El pasado jueves 29 de enero, la Venta de Cartuja, una de las más antiguas de España, situada en Jerez, en la barriada rural de Lomopardo, sufría las consecuencias de la crecida del río Guadalete.
Parte del inmobiliario, neveras y hasta una pecera quedaban bajo el agua que entró en este histórico establecimiento que, tras sufrir tres riadas en las últimas tres décadas, se enfrenta a su primera orden de desalojo como manera preventiva.
Sin hacer todavía balance del total de pérdidas, tanto la referida venta como los vecinos de la zona se enfrentan a otra semana de incertidumbre ante la previsión de nuevas e intensas precipitaciones.
Cumplir el sueño de su padre tras su prematura muerte
En medio del temporal, Rodrigo Valle, propietario de Venta de Cartuja, ha mostrado sus sentimientos tras perder buena parte de su negocio por el temporal: "Un día como hoy donde se encuentran mis sueños, mi hogar, mi proyecto de vida, inundados de incertidumbre pienso que desde que falleció mi padre, con solo 49 años –mi padre quedó viuda con solo 39 años– me prometí con solo 16 añitos hacer realidad lo que a él le faltó tiempo por culminar, hacerla restaurante".
Valle ha añadido que "en el mismo momento de su marcha, me juré que la entonces humilde, aunque muy visitada y valorada por sus productos y esfuerzos de mi padre y mi madre, e histórica Venta de Cartuja la transformaría en el sueño de mi padre. Solo Dios y personas muy cercanas a mí saben lo que me costó y llevo sufrido hasta llegar hasta la actual venta, asador, lugar de celebraciones, panadería y pastelería que ahora se encuentra bajo las aguas del Guadalete".
En estos momentos tan duros, tras ver cómo más de tres décadas de esfuerzo han quedado inundadas, Valle ha sacado palabras de agradecimientos para todas las amistades, familiares y personas en general que están mandándole ánimos desde todos los rincones de Andalucía: "Con la ayuda de Dios y todos vosotros resurgiremos con la ilusión de un niño de 16 años que hoy tiene ya 48", ha apuntado Rodrigo.
La gran respuesta de la ciudadanía
La respuesta de la clientela de Venta de Cartuja a las palabras de su propietario no se han hecho esperar. “Siempre me pareció que dabais un trato ejemplar al cliente. Ojalá pase esta pesadilla y volváis a resurgir cuanto antes”, “espero que abras pronto para ir. Jerez seguro que se vuelca contigo”, “apúntame una mesa para quince cuando abras”, “si necesitas una mano, no dudes en avisarme” o “mucho ánimo y fuerza”, son algunos de los mensajes de apoyo en redes.

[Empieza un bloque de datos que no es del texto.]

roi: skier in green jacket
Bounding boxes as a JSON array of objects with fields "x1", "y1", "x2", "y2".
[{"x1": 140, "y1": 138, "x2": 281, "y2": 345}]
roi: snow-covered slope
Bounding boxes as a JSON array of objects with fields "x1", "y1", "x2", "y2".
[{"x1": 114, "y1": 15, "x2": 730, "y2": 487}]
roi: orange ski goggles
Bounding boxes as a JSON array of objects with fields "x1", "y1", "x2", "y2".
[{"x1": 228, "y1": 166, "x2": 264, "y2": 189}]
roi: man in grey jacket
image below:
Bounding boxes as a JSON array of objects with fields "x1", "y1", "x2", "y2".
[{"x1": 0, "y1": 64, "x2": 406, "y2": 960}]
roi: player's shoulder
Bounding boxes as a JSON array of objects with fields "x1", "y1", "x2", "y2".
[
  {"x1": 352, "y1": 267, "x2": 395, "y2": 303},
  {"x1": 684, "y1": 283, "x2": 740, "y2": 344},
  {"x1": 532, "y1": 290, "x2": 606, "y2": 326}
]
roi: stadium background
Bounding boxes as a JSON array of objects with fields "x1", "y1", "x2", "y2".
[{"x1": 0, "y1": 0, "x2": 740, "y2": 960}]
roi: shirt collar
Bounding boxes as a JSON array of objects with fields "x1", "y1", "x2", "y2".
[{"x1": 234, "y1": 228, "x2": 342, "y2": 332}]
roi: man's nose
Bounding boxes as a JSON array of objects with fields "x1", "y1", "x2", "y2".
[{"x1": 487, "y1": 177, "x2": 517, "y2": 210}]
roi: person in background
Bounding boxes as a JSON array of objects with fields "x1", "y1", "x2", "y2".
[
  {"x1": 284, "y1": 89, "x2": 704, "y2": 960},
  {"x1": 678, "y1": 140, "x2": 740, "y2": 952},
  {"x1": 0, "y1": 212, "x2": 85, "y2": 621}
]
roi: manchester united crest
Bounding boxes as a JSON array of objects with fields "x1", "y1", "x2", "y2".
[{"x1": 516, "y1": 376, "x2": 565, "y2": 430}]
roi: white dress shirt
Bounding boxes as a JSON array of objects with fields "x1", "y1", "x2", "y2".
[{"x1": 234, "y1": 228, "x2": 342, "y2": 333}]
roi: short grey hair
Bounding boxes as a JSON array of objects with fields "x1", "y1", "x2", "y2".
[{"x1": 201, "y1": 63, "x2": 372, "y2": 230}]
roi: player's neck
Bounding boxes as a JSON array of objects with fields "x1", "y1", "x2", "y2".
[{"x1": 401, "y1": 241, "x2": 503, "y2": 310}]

“No te conozco, pero iré para que resurja y comeré todas las cosas ricas que he visto en la carta”, comenta Laura. “Estuve hace unos diez días. Mi familia y yo solemos parar cada vez que viajamos hacia el norte desde Cádiz. Vayamos donde vayamos, es nuestra parada obligatoria para el desayuno. El trato y lo que pidas son de enorme categoría”, apunta Raúl.